Is it a coincidence that the sum of the first \(51\) odd positive integers is equal to \(51^2\)? Is the sum of the first \(1000\) odd positive integers equal to \(1000^2\)? Is the sum of the first \(n\) odd positive integers equal to \(n^2\)?
We will develop a formula for the sum of the first \(n\) odd positive integers.
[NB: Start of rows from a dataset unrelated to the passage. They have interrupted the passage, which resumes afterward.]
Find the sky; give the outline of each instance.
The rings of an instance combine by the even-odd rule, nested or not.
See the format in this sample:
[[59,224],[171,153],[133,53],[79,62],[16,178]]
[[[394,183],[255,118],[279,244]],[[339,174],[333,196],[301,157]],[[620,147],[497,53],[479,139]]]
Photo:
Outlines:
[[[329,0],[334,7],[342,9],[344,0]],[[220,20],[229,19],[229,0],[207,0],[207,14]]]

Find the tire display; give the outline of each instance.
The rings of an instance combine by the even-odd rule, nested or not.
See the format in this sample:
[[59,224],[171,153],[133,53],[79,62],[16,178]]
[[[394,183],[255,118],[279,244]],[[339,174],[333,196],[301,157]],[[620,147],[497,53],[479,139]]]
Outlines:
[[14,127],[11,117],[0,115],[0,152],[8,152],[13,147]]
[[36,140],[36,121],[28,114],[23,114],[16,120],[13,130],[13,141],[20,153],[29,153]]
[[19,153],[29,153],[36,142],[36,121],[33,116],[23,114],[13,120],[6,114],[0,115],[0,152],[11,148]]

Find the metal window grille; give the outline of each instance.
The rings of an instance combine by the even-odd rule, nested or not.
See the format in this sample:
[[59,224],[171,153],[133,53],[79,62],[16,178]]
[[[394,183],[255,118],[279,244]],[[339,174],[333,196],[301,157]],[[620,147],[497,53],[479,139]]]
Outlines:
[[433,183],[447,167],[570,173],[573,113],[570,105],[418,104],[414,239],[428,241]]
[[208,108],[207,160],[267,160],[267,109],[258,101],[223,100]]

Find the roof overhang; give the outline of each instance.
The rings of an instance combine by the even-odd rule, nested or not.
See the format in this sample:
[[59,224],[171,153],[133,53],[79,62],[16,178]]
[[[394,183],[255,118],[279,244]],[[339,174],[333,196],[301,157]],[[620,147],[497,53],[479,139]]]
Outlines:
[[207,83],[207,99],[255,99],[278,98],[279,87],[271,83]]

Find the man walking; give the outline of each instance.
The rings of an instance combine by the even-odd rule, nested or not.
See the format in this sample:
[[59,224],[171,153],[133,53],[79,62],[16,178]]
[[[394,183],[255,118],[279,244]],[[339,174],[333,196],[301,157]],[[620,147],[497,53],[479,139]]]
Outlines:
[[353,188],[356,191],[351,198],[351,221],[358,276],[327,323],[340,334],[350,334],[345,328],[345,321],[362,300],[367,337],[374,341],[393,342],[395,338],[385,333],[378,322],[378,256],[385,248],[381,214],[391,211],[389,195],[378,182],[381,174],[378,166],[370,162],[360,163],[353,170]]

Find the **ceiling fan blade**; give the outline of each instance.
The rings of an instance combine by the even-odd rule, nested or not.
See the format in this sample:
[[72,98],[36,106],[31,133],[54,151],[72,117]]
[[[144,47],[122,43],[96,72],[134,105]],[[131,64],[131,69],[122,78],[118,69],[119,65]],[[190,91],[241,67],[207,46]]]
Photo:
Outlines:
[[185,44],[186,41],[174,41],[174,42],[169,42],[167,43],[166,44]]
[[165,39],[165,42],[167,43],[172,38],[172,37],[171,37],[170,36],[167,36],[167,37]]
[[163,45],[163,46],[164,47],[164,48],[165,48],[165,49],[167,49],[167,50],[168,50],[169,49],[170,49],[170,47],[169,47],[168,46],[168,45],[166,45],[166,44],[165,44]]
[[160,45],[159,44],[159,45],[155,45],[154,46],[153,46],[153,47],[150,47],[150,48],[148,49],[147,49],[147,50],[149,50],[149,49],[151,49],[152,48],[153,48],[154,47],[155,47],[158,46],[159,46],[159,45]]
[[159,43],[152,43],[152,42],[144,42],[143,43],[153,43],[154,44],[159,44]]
We saw in the problem statement that the sum of the first \(n\) positive integers is \[1 + 2 + 3 + \cdots + n = \frac{n(n+1)}{2}\] Every odd positive integer can be written in the form \(2n-1\), where \(n\) is an integer \(\ge 1\). When \(n=1,\ 2n-1=2(1)-1=1\); when \(n=2,\ 2n-1=2(2)-1=3\), and so on. So the 51st odd positive integer is \(2(51)-1=101\), as we determined above. The \(n\)th odd positive integer is \(2n-1\). Let’s consider the sum of the first \(n\) odd positive integers. That is, \[1+3+5+7+\cdots +(2n-3)+(2n-1)\] Adding and subtracting the even numbers from \(2\) to \(2n\), we get \[\begin{aligned} &1 + 2 + 3 + 4 + 5 +\cdots + (2n-3) +(2n-2)+(2n-1) +2n - (2+4+6 + \cdots +(2n-2) + 2n)\\ &=(1 + 2 + 3 + 4 +\cdots + 2n) - (2+4+6+8 + \cdots +(2n-2) + 2n) \end{aligned}\] Factoring out a \(2\) from the subtracted even numbers, we get \[(1 + 2 + 3 + 4 +\cdots + 2n) - 2(1 + 2 + 3 + \cdots + n)\] We can then use the formula for the sum of the first \(n\) positive integers to find that this expression is equal to \[\begin{aligned} \frac{2n(2n+1)}{2} - 2\left(\frac{n(n+1)}{2}\right)&= n(2n+1) - n(n+1)\\ &= 2n^2 + n - n^2 -n\\ &= n^2 \end{aligned}\] Therefore, the sum of the first \(n\) odd positive integers is equal to \(n^2\).
For Further Thought: Can you develop a formula for the sum of the first \(n\) even positive integers?